|SUBJECT:||M.S. Thesis Presentation|
|TIME:||Tuesday, December 1, 2020, 10:30 a.m.|
|TITLE:||The Asymmetric Back Exosuit: Design, Realization, and Biomechanical Evaluation|
|COMMITTEE:||Dr. Aaron Young, Chair (Mechanical Engineering)
Dr. Anirban Mazumdar (Mechanical Engineering)
Dr. Gregory Sawicki (Mechanical Engineering)

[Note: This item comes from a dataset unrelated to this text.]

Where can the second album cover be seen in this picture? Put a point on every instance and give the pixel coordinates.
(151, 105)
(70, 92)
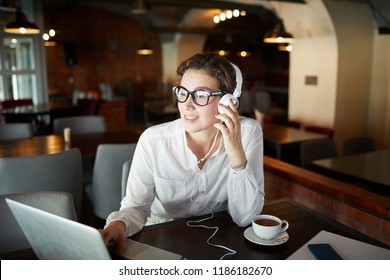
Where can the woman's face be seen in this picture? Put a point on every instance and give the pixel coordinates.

Musculoskeletal disorders of the back are an extremely prevalent health issue across the workforce in the United States. This is especially a concern in industries involving manual materials handling tasks that cause low back pain. While these injuries are generated by both symmetric and asymmetric lifting, asymmetric movements are often more damaging. Exoskeleton technology has become an increasingly popular preventative measure to low back pain, but many devices do not assist in asymmetry. Thus, I present a new system called the Asymmetric Back Exosuit (ABX). The ABX addresses this important gap in the field through unique design geometry and active cable-driven actuation. The suit allows the user to move in a wide range of lumbar trajectories while the “X” pattern cable routing allows for variable assistance application for these trajectories, enabling assistance during asymmetric movements. As indicated by a biomechanical model of the system made in OpenSim, the cable forces can be mapped to effective lumbar torque assistance for a given lumbar trajectory, allowing for intuitive controller design over the complex kinematic chain for varying lifting techniques. An early human subject study indicated that the ABX was able to reduce low back muscle activation during symmetric and asymmetric lifting by an average of 37.8% and 16.0%, respectively, compared to lifting without the exosuit. This was expanded to a larger biomechanics study of the ABX from which preliminary results of three subjects are discussed. These evaluations indicate the potential for the ABX to reduce lumbar injury risk during symmetric and asymmetric manual materials handling tasks.